### Getting flights data for the cities
Gans wants to know when the flights arrive to the city of interest to be able to predict the escooter usage. To obtains flights arrival times for the day of interest, I use the AeroDataBox api ([API Documentation](https://rapidapi.com/aedbx-aedbx/api/aerodatabox/details)). This code will generate two SQL tables:

1. **Airports icao codes**: A function *icao_airport_codes(latitudes, longitudes)* will take in city coordinates and find airports closer to the selected cities. Importantly, it will store city icao codes that will be used to obtain the flights data.  
2. **Flights data**: A function *get_arrival_data(icao_list)* will take in airport ICAO codes and produce the following flights data columns. Notably, the flight data for the next day will be produced to be able to forecast e-scooter traffic. 
- *"arrival_airport_icao"* - Arrival airport's ICAO code
- "departure_airport_icao"* - Departure airport's ICAO code
- *"departure_airport_name"* - Departure airport's name
- *"scheduled_arrival_time"* - Scheduled arrival time
- *"flight_number"* - Flight number
- *"data_retrieved_at"* - Date of the data retrieval

#### Import libraries and cities df

In [1]:
import pandas as pd
import requests
import sqlalchemy

import datetime
from pytz import timezone
from datetime import datetime, timedelta

import warnings
warnings.filterwarnings('ignore')

# Get the api key
from keys import AeroDatabox, MySQL_bootcamp

In [2]:
df_cities = pd.read_csv("data/df_sql_city_id.csv")
df_cities

Unnamed: 0,City,country_2c,latitude,longitude,is_capital,Country,Elevation (in m),Population,city_id,Elevation
0,Berlin,DE,52.5167,13.3833,True,Germany,34.0,3576873,1,34
1,Hamburg,DE,53.55,10.0,False,Germany,23.0,1945532,2,23
2,Munich,DE,48.1372,11.5755,False,Germany,520.0,1512491,3,520
3,Cologne,DE,50.9422,6.9578,False,Germany,37.0,1073096,4,37
4,Paris,FR,48.8566,2.3522,True,France,35.0,2102650,5,35
5,Nice,FR,43.7034,7.2663,False,France,10.0,348085,6,10
6,Rome,IT,41.8931,12.4828,True,Italy,21.0,2860009,7,21
7,Milan,IT,45.4669,9.19,False,Italy,120.0,1371498,8,120
8,Warsaw,PL,52.2167,21.0333,True,Poland,100.0,1863056,9,100
9,Barcelona,ES,41.3825,2.1769,False,Spain,12.0,1620343,10,12


#### Get airport icao codes for selected cities

In [3]:
# Creating a function to get airports for the city
def icao_airport_codes(latitudes, longitudes):
  #assert len(latitudes) == len(longitudes)
  list_for_df = []
  for i in range(len(latitudes)):
    url = "https://aerodatabox.p.rapidapi.com/airports/search/location"
    querystring = {"lat":latitudes[i],"lon":longitudes[i],"radiusKm":"50","limit":"5","withFlightInfoOnly":"true"}
    headers = {
      "X-RapidAPI-Host": "aerodatabox.p.rapidapi.com",
      "X-RapidAPI-Key": AeroDatabox
    }
    response = requests.request("GET", url, headers=headers, params=querystring)
    list_for_df.append(pd.json_normalize(response.json()['items']))
  return pd.concat(list_for_df, ignore_index=True)

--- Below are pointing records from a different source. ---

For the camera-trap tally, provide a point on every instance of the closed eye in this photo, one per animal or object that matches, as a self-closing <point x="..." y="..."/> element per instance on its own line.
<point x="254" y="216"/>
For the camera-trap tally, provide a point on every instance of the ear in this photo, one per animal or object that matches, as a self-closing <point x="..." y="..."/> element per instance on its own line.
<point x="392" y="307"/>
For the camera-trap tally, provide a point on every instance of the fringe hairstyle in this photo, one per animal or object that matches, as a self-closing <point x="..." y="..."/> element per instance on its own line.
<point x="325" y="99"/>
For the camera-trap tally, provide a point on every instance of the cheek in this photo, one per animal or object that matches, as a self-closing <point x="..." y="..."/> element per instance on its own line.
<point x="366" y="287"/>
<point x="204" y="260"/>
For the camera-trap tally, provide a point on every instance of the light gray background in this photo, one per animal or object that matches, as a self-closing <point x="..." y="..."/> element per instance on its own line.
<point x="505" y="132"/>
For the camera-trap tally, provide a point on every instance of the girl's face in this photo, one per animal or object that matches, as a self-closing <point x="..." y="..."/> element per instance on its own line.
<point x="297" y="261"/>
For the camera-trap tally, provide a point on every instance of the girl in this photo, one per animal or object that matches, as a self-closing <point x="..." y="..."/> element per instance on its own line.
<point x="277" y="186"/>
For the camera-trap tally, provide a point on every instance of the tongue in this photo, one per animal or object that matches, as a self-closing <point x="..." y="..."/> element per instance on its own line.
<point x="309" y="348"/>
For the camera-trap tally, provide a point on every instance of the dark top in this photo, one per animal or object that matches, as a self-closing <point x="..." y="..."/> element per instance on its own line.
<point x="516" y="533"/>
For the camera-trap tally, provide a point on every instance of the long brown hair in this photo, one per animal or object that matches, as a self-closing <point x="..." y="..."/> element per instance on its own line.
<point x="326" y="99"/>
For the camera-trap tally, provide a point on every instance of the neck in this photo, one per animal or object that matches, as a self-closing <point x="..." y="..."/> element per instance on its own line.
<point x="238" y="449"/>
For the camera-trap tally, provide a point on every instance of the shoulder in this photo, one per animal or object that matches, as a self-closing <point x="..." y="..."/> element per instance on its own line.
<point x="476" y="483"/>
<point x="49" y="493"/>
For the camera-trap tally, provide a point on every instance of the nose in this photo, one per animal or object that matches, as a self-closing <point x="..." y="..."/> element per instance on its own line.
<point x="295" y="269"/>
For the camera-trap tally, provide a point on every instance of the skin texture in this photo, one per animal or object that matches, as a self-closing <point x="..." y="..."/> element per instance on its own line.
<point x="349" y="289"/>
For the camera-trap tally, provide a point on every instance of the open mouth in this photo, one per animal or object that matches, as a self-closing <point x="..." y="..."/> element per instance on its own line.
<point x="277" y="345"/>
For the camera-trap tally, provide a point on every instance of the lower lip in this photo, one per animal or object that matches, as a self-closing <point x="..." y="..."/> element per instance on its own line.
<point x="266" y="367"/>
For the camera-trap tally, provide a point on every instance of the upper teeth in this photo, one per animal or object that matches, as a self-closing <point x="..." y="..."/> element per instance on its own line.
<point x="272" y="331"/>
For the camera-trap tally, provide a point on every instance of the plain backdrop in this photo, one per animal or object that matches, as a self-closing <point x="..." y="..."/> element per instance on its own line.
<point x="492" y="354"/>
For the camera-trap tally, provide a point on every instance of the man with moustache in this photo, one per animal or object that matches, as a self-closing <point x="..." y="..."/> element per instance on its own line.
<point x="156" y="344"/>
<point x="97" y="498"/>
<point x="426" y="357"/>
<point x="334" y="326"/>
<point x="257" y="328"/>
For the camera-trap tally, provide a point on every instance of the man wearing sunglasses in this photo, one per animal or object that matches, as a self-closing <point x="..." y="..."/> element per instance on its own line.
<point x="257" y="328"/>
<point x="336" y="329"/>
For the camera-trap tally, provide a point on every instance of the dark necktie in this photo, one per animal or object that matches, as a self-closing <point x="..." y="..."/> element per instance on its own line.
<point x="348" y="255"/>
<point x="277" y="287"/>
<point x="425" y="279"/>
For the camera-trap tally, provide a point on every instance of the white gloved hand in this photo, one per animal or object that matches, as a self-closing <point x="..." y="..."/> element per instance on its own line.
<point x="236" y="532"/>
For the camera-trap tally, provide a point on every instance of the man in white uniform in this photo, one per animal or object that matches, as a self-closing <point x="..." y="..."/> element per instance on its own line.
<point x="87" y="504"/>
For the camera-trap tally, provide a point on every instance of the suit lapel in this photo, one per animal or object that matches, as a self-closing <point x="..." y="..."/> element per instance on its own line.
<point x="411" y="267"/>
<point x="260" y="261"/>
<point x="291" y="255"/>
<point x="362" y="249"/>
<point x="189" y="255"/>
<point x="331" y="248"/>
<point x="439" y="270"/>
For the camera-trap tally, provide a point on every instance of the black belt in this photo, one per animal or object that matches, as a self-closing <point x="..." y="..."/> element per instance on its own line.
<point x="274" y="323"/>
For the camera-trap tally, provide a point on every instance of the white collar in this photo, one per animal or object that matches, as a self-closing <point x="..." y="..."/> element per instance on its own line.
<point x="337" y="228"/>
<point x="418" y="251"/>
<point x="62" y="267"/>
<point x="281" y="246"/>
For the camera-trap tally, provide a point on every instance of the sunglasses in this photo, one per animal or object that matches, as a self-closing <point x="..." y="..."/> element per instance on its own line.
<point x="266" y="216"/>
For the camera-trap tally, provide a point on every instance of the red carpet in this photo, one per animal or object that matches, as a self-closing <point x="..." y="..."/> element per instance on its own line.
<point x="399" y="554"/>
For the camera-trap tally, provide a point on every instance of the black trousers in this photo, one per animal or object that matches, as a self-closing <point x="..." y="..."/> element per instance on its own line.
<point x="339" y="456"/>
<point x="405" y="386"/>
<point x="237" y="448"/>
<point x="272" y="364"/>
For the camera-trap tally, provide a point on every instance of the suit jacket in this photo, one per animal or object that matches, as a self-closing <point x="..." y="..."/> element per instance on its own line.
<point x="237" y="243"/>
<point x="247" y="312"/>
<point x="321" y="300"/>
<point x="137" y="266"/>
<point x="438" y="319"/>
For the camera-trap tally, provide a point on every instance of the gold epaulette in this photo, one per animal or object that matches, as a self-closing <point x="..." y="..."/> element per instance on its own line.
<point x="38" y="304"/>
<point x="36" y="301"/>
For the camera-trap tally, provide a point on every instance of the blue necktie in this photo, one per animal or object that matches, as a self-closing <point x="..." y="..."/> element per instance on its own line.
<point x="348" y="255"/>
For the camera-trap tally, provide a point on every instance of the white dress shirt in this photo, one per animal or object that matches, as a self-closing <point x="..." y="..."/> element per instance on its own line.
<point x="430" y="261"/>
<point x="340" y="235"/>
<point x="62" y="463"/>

df_airports = pd.DataFrame(icao_airport_codes(df_cities["latitude"], df_cities["longitude"]))
df_airports

Unnamed: 0,icao,iata,name,shortName,municipalityName,countryCode,location.lat,location.lon
0,EDDB,BER,Berlin Brandenburg,Brandenburg,Berlin,DE,52.35139,13.493889
1,EDDH,HAM,Hamburg,Hamburg,Hamburg,DE,53.6304,9.988229
2,EDDM,MUC,Munich,Munich,Munich,DE,48.3538,11.7861
3,EDDK,CGN,Cologne Bonn,Bonn,Cologne,DE,50.8659,7.142739
4,EDDL,DUS,Duesseldorf Düsseldorf,Düsseldorf,Duesseldorf,DE,51.2895,6.766779
5,LFPB,LBG,Paris -Le Bourget,-Le Bourget,Paris,FR,48.9694,2.44139
6,LFPO,ORY,Paris -Orly,-Orly,Paris,FR,48.7253,2.35944
7,LFPG,CDG,Paris Charles de Gaulle,Charles de Gaulle,Paris,FR,49.0128,2.549999
8,LFMN,NCE,Nice -Côte d'Azur,-Côte d'Azur,Nice,FR,43.6584,7.215869
9,LIRA,CIA,Roma Ciampino–G. B. Pastine,Ciampino–G. B. Pastine,Roma,IT,41.7994,12.5949


Restrict the dataframe to preferred information

In [4]:
df_airports = df_airports[["icao", "municipalityName"]]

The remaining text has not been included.